Beefy Boxes and Bandwidth Generously Provided by pair Networks
Welcome to the Monastery
 
PerlMonks  

Re^2: getting LWP and HTML::TokeParser to run

by Perlbeginner1 (Scribe)
on Oct 10, 2010 at 12:25 UTC ( [id://864474]=note: print w/replies, xml ) Need Help??


in reply to Re: getting LWP and HTML::TokeParser to run
in thread getting started with LWP and HTML::TokeParser

Hello Marshall

many thanks for the reply! i can do as you adviced. I can see the 5081 results.

Now i have to get the sub-pages pages. I have to "click" via LWP to follow these links - all 5081 of them.
And then i have to do the Job with HTML-TREEBuilder or use HTML::TokeParser!
I for one prefer HTML::TokeParser since i know this a little bit.

i have very very little experience with HTML::TokeParser (not too much - so i guess that the parser-part will be something over my skills)


but as first things come first how should the LWP-Part look!?
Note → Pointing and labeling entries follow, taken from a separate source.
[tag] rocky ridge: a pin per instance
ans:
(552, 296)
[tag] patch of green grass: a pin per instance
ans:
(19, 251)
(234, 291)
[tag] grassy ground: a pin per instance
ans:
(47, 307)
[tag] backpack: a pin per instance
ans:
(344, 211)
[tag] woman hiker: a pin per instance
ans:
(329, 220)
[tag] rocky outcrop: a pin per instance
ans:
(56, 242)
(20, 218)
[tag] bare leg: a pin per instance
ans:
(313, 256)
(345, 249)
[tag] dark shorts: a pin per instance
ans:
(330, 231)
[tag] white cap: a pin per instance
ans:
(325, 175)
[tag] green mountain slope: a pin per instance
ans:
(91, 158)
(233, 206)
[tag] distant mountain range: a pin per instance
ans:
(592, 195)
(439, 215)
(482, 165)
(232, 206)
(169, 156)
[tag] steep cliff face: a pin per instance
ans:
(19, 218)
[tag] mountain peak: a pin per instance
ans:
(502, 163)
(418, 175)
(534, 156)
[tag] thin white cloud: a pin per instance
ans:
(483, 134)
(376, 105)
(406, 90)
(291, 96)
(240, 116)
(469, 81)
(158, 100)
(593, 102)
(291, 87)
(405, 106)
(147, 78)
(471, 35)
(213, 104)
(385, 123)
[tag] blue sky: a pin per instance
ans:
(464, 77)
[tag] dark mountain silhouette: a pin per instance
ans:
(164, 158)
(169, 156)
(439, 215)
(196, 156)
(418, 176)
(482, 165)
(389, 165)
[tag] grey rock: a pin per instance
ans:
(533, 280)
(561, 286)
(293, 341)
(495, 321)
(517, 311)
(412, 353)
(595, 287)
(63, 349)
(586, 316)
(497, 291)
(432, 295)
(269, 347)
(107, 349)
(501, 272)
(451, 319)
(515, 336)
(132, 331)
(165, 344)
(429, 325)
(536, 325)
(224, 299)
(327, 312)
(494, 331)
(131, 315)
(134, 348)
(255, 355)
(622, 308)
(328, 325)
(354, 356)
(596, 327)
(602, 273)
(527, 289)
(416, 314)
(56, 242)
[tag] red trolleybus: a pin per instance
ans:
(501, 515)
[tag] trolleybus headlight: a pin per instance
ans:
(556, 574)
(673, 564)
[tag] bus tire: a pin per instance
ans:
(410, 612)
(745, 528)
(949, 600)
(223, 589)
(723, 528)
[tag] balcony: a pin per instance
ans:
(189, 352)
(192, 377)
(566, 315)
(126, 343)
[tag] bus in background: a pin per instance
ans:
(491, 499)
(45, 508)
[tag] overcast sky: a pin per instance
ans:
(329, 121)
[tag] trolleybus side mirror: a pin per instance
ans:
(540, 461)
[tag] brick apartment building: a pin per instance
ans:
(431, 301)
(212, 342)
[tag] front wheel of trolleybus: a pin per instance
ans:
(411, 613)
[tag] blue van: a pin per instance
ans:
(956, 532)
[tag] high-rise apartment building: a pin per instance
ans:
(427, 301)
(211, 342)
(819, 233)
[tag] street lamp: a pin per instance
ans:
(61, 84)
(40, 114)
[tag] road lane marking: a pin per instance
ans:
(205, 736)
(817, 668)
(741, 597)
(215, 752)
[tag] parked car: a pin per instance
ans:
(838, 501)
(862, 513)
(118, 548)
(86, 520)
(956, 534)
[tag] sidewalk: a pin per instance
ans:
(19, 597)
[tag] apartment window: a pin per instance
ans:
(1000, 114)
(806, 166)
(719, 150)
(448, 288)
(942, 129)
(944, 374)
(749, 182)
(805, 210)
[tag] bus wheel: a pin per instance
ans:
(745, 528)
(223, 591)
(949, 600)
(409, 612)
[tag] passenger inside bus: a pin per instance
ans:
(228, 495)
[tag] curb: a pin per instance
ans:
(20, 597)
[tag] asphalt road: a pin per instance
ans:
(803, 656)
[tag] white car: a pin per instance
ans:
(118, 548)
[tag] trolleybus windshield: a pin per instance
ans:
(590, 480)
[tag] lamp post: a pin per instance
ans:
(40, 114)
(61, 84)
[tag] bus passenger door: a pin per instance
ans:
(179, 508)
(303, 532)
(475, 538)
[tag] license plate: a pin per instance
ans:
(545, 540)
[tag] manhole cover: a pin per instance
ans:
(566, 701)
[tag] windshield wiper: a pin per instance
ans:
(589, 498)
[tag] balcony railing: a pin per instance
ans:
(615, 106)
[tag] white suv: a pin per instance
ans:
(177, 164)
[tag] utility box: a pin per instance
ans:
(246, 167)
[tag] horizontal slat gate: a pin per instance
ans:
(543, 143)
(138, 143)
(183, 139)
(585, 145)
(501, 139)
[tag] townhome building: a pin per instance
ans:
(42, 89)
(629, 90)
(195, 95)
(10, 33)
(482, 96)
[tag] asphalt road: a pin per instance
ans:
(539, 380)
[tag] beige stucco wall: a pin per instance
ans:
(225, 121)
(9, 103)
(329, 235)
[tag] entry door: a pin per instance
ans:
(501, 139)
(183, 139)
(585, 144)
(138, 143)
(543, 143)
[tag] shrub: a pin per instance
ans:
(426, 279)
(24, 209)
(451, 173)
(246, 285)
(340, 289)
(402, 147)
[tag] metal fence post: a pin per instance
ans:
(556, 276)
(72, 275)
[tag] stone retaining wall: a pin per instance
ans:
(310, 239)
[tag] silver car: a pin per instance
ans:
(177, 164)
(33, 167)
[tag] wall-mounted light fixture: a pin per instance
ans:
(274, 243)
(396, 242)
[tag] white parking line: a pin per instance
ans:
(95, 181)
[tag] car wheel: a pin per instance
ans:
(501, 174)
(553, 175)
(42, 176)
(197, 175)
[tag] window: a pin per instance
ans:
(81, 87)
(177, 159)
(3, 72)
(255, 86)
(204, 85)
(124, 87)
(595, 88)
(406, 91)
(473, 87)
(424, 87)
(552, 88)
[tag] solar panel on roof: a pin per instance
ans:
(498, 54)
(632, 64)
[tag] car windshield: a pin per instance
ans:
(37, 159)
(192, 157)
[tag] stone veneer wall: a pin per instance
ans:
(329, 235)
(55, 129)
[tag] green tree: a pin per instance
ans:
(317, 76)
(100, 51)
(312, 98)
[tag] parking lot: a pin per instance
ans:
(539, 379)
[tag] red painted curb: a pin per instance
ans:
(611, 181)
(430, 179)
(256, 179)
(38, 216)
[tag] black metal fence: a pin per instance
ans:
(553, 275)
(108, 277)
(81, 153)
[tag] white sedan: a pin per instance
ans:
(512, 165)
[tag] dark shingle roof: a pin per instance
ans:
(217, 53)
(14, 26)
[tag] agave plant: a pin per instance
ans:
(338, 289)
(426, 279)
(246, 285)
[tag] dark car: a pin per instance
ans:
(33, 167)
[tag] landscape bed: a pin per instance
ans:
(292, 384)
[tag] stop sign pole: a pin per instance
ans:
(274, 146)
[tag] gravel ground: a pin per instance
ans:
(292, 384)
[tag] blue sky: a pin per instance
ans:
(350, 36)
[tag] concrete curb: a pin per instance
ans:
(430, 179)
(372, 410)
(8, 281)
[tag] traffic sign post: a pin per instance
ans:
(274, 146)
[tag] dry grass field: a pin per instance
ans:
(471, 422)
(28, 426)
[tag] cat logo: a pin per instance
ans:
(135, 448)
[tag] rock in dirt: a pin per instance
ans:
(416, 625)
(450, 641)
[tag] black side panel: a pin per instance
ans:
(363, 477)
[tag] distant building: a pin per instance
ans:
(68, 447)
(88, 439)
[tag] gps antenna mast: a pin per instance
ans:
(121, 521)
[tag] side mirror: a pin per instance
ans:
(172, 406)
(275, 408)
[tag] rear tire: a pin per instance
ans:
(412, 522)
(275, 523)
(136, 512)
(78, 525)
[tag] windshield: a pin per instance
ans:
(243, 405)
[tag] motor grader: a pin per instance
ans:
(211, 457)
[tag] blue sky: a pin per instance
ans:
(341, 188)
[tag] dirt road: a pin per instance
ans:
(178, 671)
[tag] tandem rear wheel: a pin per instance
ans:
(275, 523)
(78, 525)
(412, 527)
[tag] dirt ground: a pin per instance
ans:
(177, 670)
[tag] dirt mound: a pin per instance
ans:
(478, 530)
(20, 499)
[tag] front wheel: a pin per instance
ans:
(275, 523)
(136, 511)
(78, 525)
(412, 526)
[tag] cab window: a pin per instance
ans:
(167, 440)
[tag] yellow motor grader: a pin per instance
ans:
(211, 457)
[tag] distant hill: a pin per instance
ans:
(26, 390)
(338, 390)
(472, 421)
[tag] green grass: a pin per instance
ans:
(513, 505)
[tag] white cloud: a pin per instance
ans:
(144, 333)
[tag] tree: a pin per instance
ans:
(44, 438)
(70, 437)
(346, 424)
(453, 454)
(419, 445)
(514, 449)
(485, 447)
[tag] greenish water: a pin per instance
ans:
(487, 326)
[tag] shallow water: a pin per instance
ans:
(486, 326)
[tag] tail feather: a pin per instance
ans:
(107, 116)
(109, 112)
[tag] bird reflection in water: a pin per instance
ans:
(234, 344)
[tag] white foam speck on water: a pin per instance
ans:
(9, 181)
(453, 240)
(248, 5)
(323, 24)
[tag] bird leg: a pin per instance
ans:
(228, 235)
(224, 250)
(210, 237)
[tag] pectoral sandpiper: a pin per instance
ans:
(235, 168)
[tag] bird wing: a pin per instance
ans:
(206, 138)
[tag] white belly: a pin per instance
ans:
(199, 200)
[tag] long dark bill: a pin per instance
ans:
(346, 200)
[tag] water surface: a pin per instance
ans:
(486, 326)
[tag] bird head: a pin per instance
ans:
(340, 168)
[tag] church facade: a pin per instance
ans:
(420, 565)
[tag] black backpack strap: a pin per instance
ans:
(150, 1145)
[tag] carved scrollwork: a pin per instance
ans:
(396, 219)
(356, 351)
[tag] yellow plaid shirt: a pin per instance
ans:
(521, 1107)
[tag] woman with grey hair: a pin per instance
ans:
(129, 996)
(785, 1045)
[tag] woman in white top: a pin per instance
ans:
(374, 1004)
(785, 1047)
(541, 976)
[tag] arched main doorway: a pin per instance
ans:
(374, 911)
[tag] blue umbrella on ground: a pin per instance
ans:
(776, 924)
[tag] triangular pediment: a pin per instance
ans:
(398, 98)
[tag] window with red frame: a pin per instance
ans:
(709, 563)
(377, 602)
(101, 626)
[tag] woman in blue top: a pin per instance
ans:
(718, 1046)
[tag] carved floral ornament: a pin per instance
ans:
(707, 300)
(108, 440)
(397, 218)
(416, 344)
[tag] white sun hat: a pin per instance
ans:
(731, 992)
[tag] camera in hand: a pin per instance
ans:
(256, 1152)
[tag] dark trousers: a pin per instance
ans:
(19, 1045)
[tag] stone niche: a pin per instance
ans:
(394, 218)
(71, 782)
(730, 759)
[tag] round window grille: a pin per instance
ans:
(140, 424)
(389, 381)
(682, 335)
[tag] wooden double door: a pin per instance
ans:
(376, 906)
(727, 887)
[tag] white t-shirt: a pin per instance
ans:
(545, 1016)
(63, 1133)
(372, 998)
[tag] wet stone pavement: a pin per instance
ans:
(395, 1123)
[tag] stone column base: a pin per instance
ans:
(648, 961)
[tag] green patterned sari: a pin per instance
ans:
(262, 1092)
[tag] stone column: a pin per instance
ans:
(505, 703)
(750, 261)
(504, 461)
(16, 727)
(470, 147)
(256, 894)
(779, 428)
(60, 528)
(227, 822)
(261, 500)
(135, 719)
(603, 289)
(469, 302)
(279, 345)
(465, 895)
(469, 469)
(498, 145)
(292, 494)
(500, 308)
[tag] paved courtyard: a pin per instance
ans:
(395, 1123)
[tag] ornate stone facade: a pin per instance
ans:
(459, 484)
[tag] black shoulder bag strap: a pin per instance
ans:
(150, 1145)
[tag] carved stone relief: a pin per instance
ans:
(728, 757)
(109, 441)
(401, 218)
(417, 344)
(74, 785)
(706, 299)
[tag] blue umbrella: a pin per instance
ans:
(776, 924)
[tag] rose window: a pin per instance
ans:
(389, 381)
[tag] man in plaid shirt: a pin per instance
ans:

any and all help will be greatly appreciated!

perlbeginner1
  • Comment on Re^2: getting LWP and HTML::TokeParser to run

Replies are listed 'Best First'.
Re^3: getting LWP and HTML::TokeParser to run
by marto (Cardinal) on Oct 10, 2010 at 13:22 UTC

    Here is an example which uses WWW::Mechanize to visit the page, populate the field and submit the form. Error checking is left as a exercise for you, this is a short example to get you started:

    #!/usr/bin/perl use strict; use warnings; use WWW::Mechanize; my $url = 'http://www.kultusportal-bw.de/servlet/PB/menu/1188427_pfhan +dler_yno/index.html'; my $mech = WWW::Mechanize->new(); $mech->get( $url ); $mech->field('einfache_suche','*'); $mech->submit(); # $mech->content now contains the results page.

    I can't read German, so you'd better check that you're not breaking any site policy regarding automation.

      I'm not an expert in robots.txt but I would understand http://www.kultusportal-bw.de/robots.txt as 'no agents allowed'.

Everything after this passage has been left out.